The Ministry of Culture produced a documentary video on the literary career of His Excellency Dr. Hajar Ahmed Hajar Al-Boutami Al-Banali, former Minister of Health, as part of the Ministry’s videos on icons of culture and art in various fields.

The video informs us that Dr. Hajar was born in 1943, received a bachelor’s and doctoral degree at the University of Colorado School of Medicine in the United States of America, and occupied a number of positions in the health sector before becoming Minister of Health from 1999 to 2005.
Moreover, in recognition of Dr. Hajar Ahmed Al-Banali’s efforts in fighting smoking, he received several awards from the World Health Organization, Qatar State Award in Medicine in 2009, and GCC Distinction Award in Health in 2015; the video explains. The video also describes Dr. Hajar Al-Banali as passionate about poetry and has always researched the relationship between medicine and literature including his most prominent poetry collection books “Lamiyat Alkhaleej” and “Tears on Baghdad”, in addition to his other works including “Leila’s Lover Between the Perspectives of Medicine and Literature”.

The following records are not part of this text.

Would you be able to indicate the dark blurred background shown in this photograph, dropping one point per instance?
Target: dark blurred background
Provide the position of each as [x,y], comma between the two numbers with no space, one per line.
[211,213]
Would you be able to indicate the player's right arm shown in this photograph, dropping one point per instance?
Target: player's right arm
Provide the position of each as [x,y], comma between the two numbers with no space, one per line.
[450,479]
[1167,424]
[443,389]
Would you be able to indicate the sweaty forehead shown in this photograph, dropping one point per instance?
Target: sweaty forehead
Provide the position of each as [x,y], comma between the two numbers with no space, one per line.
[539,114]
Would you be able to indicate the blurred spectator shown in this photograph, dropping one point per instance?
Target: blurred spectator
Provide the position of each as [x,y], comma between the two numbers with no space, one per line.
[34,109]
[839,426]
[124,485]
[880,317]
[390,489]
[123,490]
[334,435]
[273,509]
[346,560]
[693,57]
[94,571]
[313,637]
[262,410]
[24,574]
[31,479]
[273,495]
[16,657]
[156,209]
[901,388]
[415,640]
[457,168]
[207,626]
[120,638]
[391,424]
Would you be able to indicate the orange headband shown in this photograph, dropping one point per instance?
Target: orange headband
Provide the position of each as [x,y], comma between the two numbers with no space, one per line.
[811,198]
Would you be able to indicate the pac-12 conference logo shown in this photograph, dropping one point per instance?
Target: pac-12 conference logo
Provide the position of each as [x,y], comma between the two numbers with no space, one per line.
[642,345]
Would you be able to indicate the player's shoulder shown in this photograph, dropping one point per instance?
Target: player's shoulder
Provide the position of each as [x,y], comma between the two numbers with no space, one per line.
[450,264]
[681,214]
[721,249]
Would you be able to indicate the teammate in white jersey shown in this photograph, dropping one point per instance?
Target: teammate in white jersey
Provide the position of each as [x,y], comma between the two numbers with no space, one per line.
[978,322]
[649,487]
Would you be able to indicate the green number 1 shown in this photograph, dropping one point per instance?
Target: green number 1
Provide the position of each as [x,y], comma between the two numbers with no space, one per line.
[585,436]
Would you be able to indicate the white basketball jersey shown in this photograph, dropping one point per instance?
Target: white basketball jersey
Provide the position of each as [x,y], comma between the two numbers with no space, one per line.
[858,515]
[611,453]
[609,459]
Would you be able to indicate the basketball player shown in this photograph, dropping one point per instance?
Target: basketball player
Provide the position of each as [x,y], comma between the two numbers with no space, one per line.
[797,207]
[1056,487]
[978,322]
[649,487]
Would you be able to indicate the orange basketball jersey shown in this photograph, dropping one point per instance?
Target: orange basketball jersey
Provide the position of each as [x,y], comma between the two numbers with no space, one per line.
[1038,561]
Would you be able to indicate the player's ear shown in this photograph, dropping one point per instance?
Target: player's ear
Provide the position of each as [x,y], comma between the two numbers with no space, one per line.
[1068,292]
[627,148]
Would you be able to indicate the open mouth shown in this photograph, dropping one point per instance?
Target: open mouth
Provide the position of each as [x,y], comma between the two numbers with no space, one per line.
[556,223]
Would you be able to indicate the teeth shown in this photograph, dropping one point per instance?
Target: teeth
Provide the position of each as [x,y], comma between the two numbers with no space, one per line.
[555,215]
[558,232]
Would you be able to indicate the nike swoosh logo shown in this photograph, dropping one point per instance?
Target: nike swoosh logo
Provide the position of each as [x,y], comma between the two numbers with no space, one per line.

Among his works is “Coffee Between Medicine and Literature” in which he blends medicine with literature, reflecting his conscious intellectuality and his major scientific specialization as a poet and doctor and taking advantage of the accumulation of his linguistic and literary experiences along with his poetic interests to tackle coffee and the extent of its cultural and heritage importance. The book, further, highlights the perspective of medicine towards coffee and the author’s own story with coffee, which reflects the extent of his interest in it to write about it medically and literately; recalling since his childhood many changes in the preparation and serving of coffee in the Gulf and its tools and drinking habits across his life at home over the years.

The book falls into three major sections, the first of which is a historical review of coffee and the stages it went through; including first and foremost the prohibition of drinking coffee in the past up to the time it began to be widely used. Dr. Hajar, in the second section, presents the subject of coffee in ancient Arabic poetry, his review of coffee in Arabic poetry, and his description of coffee in Sufi literature. He, therefore, chose some Sufi poems on coffee to explain the point. In the third section, the author details the percentage of caffeine in coffee and the impact it leaves on the cardiovascular system, liver, diabetics and cancer patients; in addition to its other health effects.